Valor econômico, v. 17, n. 4364, 19/10/2017. Brasil, p. A2.

 

 

FHC e Dodge atacam portaria do trabalho escravo

Luciano Máximo

19/10/2017

 

 

As críticas à portaria 1.129/2017, publicada nesta semana pelo governo para flexibilizar regras de combate ao trabalho escravo, ganharam força ontem. O ex-presidente Fernando Henrique Cardoso (PSDB) e a procuradora-geral da República, Raquel Dodge, defenderam a revogação do documento.

Dodge se reuniu ontem com o ministro da Trabalho, Ronaldo Nogueira, e pediu para que ele revogue a portaria, além de entregar um ofício ao titular da pasta formalizando a demanda. Ela entregou ofício ao ministro. No documento, Dodge avalia que a interpretação sobre trabalho escravo não deve se restringir à proteção da liberdade, mas também da dignidade. É justamente nesse ponto que, para a procuradora-geral, a portaria cria "retrocesso nas garantias básicas".

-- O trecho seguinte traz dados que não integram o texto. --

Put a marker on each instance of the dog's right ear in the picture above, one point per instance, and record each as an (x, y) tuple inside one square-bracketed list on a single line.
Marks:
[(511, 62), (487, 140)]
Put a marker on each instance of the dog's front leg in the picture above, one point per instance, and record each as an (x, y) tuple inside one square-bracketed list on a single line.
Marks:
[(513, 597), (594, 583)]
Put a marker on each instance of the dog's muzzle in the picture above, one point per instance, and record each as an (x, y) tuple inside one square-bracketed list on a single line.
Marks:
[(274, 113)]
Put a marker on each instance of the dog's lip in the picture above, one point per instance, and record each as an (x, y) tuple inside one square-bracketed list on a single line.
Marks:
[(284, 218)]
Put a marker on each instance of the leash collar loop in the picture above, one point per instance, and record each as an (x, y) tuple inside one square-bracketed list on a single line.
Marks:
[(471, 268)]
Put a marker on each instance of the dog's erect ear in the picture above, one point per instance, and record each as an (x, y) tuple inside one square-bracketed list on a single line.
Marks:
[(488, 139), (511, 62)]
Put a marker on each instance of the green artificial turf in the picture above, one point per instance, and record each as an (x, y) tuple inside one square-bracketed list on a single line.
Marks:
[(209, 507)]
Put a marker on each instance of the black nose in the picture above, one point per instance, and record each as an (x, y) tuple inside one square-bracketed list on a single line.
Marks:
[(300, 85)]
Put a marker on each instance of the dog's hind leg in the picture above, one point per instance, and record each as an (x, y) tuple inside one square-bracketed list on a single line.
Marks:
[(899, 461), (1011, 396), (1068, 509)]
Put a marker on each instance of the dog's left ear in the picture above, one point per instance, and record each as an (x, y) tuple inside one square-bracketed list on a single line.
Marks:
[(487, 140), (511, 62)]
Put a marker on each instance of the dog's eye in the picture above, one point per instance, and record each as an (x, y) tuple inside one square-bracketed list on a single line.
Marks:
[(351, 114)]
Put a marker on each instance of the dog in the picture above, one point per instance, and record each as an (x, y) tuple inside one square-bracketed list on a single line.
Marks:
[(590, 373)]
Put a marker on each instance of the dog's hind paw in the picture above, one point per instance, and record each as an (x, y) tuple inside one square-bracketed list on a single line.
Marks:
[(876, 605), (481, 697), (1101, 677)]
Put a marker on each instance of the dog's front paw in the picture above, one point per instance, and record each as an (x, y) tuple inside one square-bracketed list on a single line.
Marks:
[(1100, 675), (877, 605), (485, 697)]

Em texto postado em seu perfil no Facebook, FHC disse que a medida do governo Michel Temer é inaceitável e que precisa ser revista o "mais brevemente possível". "Espero que o governo corrija o mais brevemente possível esse retrocesso na luta pelos direitos humanos, ensejado pela inaceitável portaria que abranda a definição de trabalho escravo", escreveu FHC.

FHC lembrou que em 1995 seu governo deu início à publicação da chamada lista suja, que cataloga empregadores que explorava o trabalho humano em condições inaceitáveis de superexploração, análogas à escravidão. A portaria em discussão determinou que a lista suja seja divulgada "por determinação expressa" do ministro do Trabalho, o que antes cabia à área técnica. O documento ainda altera conceitos de práticas ligadas ao trabalho análogo à escravidão. Para que sejam caracterizadas a jornada excessiva ou a condição degradante, por exemplo, agora terá que haver a restrição de liberdade do trabalhador.

Também nas redes sociais, artistas como Caetano Veloso, Diogo Nogueira e Nelson Sargento criticaram a portaria, afirmando que "Temer passou dos limites".

Em outra direção, o ministro da Agricultura, Blairo Maggi, expressou apoio à medida. "Ela vem organizar um pouco a falta de critério nas fiscalizações". A mesmo opinião é partilhada por alguns advogados. Bruno Freire e Silva, professor Fundação Getulio Vargas (FGV), argumenta que antes da polêmica portaria, as empresas autuadas tendiam a judicializar mais os casos por não terem muitas opções de defesa ainda no âmbito do processo administrativo.

"A portaria é uma reação a algumas injustiças que podem ter ocorrido ao direito de ampla defesa de empresas que tenham tido imputação. Com maior segurança jurídica, a tendência é de menor judicialização. As regras ficaram mais claras sobre inclusão na lista suja", diz Silva.

Antonio Peres, sócio do escritório Robortella Advogados, pondera que o tema da lista suja é polêmico desde sua origem no início dos anos 2000, com pelo menos duas portarias revogadas. "Em resumo, a portaria é feita de escolhas. Qualquer tipo de escolha para definir algo indeterminado vai gerar críticas. O mérito da escolha feita pela portaria é determinar segurança jurídica num tema sujeito a subjetivismos e o fato que assegura a empresa o direito ao contraditório e ampla defesa no processo administrativo, o que na prática não acontecia nos casos concretos."